Hidayatullah.com–Sejumlah tokoh dari kalangan cendekia dan aktivis gerakan melakukan Uji Materiil KUHP pasal 284,285 dan 292 yang pada 26 Juli 2016 melakukan sidang dengan agenda Mendengarkan Keterangan DPR dan Ahli Pemohon di Ruang Sidang Gedung MK Jl. Medan Merdeka Barat No. 6 Jakarta Pusat.
Sebelumnya, para akademisi ini meminta Mahkamah Konstitusi (MK) memperluas makna zina, homoseks dan perkosaan dalam KUHP. Mereka meminta KUHP ditafsir ulang sehingga pelaku homoseks dibui selama 5 tahun.
Salah satu ahli dari pemohon Prof. Dr Mudzakkir menjelaskan satu persatu mengenai pasal-pasal yang diajukan.
Pertama, dalam Pasal 284, di mana tertulis, norma yang dilarang adalah suami atau istri melakukan hubungan, sebut saja ini adalah persetubuhan dengan laki-laki atau perempuan lain yang baik itu dalam pernikahan maupun di luar pernikahan.
“Jadi intinya syarat di dalam Pasal 284 ini adalah salah satu di antara pelaku hubungan seksual itu, khususnya di dalam konteks ini adalah suami atau istri. Artinya apa? Artinya kalau bukan suami-istri, tidak berlaku.

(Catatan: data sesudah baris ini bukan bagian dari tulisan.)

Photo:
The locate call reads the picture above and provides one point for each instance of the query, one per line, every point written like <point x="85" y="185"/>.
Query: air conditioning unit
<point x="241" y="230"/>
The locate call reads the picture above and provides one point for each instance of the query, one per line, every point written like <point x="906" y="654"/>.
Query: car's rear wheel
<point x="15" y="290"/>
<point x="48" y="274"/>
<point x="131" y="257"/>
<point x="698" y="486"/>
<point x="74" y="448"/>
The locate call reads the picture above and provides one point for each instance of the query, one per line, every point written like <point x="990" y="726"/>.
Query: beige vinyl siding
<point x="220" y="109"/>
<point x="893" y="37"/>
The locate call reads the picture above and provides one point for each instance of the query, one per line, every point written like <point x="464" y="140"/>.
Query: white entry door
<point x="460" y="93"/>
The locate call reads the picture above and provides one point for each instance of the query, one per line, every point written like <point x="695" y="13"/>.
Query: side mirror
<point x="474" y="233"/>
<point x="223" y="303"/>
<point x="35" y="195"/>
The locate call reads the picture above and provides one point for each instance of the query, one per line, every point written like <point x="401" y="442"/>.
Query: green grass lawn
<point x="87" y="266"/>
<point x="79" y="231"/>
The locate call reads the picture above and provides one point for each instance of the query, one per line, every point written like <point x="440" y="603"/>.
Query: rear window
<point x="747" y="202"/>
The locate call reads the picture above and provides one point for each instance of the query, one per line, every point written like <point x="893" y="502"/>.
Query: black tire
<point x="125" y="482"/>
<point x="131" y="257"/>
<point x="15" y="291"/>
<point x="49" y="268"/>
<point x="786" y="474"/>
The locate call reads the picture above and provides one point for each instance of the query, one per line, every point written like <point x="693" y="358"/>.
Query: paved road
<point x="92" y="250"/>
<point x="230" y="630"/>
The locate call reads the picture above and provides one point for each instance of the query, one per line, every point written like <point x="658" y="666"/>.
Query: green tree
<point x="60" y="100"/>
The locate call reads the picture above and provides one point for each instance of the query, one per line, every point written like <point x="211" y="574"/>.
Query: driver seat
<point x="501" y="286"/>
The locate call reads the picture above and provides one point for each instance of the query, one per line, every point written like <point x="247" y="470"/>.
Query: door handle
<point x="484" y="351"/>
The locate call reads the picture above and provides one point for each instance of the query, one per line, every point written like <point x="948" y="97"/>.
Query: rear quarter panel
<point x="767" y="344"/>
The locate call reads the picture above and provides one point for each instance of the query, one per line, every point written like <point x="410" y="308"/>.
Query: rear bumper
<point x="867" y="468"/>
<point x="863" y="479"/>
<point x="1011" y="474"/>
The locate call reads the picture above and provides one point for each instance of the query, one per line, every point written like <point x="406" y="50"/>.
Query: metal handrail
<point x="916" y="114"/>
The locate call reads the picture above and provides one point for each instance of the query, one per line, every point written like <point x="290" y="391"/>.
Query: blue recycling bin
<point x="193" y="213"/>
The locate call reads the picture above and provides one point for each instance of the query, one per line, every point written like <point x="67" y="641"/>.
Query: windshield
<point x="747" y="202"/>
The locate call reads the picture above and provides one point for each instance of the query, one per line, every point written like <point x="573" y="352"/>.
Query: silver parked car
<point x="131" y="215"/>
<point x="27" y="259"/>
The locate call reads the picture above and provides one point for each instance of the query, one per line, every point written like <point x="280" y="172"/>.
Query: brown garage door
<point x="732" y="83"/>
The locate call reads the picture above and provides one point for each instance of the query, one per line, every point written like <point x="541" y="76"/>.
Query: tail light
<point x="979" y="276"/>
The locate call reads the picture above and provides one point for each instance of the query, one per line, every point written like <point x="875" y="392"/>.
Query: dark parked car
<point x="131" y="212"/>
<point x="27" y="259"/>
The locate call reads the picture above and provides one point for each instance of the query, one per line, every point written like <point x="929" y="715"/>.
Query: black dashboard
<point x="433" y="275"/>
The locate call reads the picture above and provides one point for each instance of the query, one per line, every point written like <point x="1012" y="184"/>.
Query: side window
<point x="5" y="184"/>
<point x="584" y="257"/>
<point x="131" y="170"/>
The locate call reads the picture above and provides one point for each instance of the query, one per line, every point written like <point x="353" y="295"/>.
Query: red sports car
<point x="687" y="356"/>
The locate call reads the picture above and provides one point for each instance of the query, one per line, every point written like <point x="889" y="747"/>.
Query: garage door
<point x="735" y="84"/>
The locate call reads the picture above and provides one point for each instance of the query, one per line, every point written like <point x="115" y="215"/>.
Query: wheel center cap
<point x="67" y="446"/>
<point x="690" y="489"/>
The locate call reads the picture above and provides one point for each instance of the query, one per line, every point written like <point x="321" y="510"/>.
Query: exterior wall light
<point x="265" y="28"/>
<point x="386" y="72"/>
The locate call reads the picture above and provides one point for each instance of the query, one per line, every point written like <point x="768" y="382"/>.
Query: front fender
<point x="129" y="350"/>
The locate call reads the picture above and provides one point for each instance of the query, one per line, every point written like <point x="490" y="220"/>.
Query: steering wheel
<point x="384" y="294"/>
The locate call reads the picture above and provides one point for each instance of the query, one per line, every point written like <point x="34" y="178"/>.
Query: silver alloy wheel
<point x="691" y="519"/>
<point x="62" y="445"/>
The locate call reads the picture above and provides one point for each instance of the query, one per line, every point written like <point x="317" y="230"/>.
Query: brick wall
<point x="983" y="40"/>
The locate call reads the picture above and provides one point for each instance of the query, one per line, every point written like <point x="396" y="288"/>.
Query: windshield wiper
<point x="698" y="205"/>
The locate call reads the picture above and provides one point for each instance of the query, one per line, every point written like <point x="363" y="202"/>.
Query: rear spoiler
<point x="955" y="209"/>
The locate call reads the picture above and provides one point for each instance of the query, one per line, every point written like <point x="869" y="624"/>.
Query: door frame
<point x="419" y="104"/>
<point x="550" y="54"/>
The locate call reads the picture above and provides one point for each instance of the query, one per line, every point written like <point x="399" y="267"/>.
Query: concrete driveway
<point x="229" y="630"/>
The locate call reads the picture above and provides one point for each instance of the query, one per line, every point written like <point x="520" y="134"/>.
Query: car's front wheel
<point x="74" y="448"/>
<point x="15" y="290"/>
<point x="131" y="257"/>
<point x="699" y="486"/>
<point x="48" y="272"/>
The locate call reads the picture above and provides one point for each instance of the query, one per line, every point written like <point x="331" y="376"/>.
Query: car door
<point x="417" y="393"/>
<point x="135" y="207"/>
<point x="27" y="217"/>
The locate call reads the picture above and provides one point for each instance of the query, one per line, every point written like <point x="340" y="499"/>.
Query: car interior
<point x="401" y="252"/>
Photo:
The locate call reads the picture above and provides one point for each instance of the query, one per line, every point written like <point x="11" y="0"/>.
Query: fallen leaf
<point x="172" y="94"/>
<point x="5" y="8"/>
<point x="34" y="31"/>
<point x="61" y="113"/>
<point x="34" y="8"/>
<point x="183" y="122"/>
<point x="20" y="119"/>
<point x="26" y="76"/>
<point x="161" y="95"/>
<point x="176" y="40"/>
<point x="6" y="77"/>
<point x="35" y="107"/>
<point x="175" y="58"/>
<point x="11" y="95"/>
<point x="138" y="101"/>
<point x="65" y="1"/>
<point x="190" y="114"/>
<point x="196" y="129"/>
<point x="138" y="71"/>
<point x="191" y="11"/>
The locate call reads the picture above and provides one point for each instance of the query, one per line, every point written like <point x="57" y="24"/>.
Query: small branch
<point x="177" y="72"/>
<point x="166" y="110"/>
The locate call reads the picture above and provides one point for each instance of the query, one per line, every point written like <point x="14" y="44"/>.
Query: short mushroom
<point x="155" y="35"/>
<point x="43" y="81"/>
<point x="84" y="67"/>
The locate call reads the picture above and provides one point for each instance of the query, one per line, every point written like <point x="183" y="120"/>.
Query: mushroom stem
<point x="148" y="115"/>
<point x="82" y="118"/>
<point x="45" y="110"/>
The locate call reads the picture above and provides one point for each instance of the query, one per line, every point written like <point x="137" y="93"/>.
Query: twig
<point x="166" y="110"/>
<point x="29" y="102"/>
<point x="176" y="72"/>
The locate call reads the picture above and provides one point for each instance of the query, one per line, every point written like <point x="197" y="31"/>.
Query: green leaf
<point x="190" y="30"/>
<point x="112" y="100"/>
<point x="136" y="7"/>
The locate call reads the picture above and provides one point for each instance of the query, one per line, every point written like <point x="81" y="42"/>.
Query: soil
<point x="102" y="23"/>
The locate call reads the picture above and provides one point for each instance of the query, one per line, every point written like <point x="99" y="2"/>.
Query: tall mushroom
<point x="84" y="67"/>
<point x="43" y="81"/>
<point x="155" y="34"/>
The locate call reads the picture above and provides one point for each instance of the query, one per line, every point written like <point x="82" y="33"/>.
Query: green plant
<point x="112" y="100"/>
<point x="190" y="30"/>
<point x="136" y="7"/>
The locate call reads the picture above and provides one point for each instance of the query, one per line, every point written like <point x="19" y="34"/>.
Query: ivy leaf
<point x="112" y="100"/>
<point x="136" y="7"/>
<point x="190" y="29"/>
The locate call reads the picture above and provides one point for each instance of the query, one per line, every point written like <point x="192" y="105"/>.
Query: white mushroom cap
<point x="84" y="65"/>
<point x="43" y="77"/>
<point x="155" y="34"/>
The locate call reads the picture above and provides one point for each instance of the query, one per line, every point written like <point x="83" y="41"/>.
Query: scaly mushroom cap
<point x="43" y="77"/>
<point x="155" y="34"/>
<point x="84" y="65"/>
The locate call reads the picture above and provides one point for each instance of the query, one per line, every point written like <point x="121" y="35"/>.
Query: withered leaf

Kecuali dia adalah sebagai partner atau turut serta dalam melakukan perbuatan ini atau dengan kata lain turut sertanya dalam konteks ini adalah orang lain,” ujar Mudzakkir.
Seperti diketahui, dalam Pasal 284 ayat (1) KUHP tentang perzinaan tertulis; “dihukum penjara selama lamanya sembilan bulan, 1a Bagi laki laki yang beristri, berbuat zina sedang diketahuinya, bahwa pasal 27 KUH Perdata (sipil) berlaku padanya, b Perempuan yang bersuami berbuat zina, 2a laki laki yang turut melakukan perbuatan itu sedang diketahuinya bahwa kawanya itu bersuami, b perempuan yang tiada bersuami yang turut melakukan perbuatan itu, sedangkan diketahinya bahwa kawanya itu beristri dan pasal 27 KUH Perdata berlaku pada kawanya.”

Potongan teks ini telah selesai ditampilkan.